- Purpose: measure changes in optical properties of active areas of cerebral cortex

= Event-related optical signal =

Brain-scanning signal

Event-related optical signal (EROS) is a neuroimaging technique that uses infrared light through optical fibers to measure changes in optical properties of active areas of the cerebral cortex. The fast optical signal (EROS) measures changes in infrared light scattering that occur with neural activity. Whereas techniques such as diffuse optical imaging (DOI) and near-infrared spectroscopy (NIRS) measure optical absorption of hemoglobin, and thus are based on cerebral blood flow, EROS takes advantage of the scattering properties of the neurons themselves, and thus provide a much more direct measure of cellular activity.

==Characteristics==
EROS can pinpoint activity in the brain within millimeters and milliseconds, providing good spatial and temporal resolution at the same time.
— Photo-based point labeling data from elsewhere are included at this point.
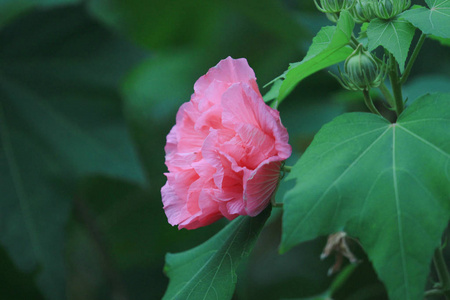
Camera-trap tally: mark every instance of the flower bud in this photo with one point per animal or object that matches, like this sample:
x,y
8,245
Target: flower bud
x,y
361,71
362,11
388,9
334,6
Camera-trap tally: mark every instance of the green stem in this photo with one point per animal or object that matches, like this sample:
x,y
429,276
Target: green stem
x,y
395,84
413,58
369,102
387,94
441,269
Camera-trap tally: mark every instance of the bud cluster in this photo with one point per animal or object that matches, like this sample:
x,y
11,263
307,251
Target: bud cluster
x,y
361,71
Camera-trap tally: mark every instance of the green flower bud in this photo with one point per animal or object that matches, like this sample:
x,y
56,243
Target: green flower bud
x,y
362,11
361,71
334,6
388,9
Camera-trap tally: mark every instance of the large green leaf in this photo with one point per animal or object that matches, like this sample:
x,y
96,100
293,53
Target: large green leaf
x,y
328,48
60,119
209,270
434,20
386,184
394,35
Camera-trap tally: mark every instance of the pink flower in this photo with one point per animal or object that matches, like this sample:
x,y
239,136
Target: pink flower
x,y
225,152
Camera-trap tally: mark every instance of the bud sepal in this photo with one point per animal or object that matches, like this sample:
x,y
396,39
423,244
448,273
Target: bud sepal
x,y
361,71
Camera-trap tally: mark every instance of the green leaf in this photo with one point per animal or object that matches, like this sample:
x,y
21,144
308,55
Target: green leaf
x,y
394,35
209,270
61,119
328,48
435,20
272,94
150,109
386,184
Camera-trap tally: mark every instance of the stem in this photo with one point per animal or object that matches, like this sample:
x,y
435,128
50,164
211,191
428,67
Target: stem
x,y
396,86
441,269
413,58
387,94
85,217
369,102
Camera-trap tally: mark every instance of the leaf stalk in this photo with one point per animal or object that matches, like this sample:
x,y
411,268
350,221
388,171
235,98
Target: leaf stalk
x,y
413,58
396,85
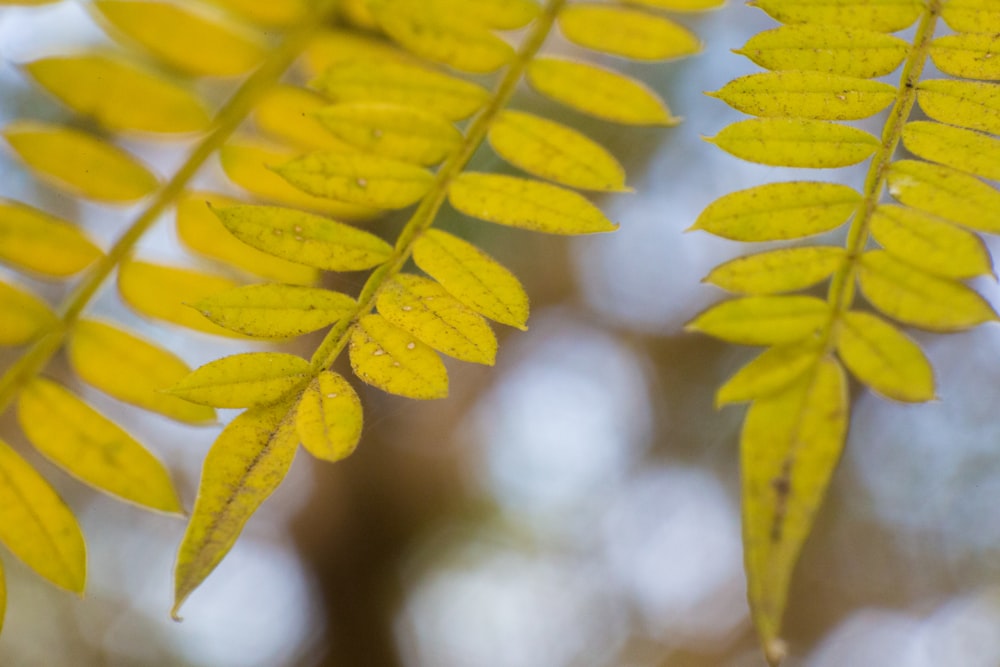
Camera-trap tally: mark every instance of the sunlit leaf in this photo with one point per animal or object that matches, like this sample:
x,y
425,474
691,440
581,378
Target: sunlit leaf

Currently, its biggest limitation is the inability to detect activity more than a few centimeters deep, which thus limits this fast optical imaging to the cerebral cortex.
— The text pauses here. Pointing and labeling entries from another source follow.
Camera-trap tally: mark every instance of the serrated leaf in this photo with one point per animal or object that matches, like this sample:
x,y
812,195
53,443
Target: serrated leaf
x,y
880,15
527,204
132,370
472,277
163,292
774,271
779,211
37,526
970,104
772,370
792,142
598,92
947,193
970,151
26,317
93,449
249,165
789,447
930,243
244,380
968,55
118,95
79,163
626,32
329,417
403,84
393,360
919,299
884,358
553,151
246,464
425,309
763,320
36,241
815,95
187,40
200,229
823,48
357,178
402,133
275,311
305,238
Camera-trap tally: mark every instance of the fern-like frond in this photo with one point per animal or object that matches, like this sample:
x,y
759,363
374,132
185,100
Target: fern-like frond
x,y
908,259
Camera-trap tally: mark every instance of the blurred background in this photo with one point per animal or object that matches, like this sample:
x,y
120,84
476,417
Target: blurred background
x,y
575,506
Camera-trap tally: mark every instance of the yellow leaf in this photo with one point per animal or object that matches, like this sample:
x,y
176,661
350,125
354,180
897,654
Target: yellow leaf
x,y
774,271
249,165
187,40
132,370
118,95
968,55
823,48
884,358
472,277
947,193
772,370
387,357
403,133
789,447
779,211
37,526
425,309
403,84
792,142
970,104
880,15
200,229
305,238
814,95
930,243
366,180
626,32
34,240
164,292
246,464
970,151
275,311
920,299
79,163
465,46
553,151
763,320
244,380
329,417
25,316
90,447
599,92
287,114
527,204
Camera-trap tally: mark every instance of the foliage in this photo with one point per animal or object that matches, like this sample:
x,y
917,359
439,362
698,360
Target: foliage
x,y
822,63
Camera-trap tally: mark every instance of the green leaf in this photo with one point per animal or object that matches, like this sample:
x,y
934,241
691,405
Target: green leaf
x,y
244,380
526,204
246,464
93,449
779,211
EROS can be measured using photon delay or as an intensity signal. EROS can also be measured concurrently with other neuroimaging techniques, such as fMRI, fNIRS, or EEG.

==History==
EROS is a relatively new and inexpensive technique that is non-invasive to the test subject. It was developed at the University of Illinois at Urbana–Champaign in the Cognitive Neuroimaging Laboratory of Drs. Gabriele Gratton and Monica Fabiani. EROS was first demonstrated in the visual cortex in 1995, and later in the motor cortex that same year.